Dieta keto nie jest zdrowa. Mięso w diecie tak, ale baardzo niewiele.
Zerknijcie na te badania
medonet.pl/koronawirus,weganie-i-wegetarianie-mniej-narazeni-na-ciezki-przebieg-covid-19--nowe-badania,artykul,82523473.html
dla mnie są szokujące, tzn. wielkości bo, to, że koronawirus i mięso = problem to wiedziałem i bez tych badań. Mam porównanie jak dieta "polsko-mięsna", dieta bezmięsna radziły sobie z koronawirusem, z pierwszej ręki i pokrywały się z tymi z linku. Ok, ktoś powie, co ma koronawirus do keto, koronawirusa się miewa, a na dicie keto się jet. Koronawirus to choroba, straszna, mięso może zabić, dosłownie. Możemy mieć, a pewnie większość ludzi ma różne utajone choroby, stany zapalne, stany przedchorobowe, w ich przypadku wpływ mięsa w diecie pewnie nie będzie tak "spektakularny" jak przy koronie, ale będzie. Może tego problemu nie będzie widać, ale kropla drąży skałę. Nawet jest jeszcze gorzej, bo duże problemy widzimy i na nie reagujemy, te drobne, niewidoczne, zabijają po cichu.

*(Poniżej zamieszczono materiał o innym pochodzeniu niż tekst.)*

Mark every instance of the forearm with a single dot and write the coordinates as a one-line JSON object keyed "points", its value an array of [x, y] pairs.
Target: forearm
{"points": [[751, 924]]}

Co do tego nieszczęsnego chleba, jaki chleb jecie, ze sklepu? Praktycznie 100% sklepowego chleba zawiera cukier i to duże ilości. Miałem w rodzinie kobietę z cukrzycą ciążową, ogarnięta osoba, po każdym chlebie ze sklepu wywalało jej cukier, glukometr nie kłamie, nawet te wszystkie eko, bio chleby, wsio cukier. Skończyło się na tym, że chleb był pieczony w domu, problemów z cukrem zero. Zwykły chleb na drożdżach, nawet nie na zakwasie, na zakwasie jest jeszcze lepszy, ale pracochłonny.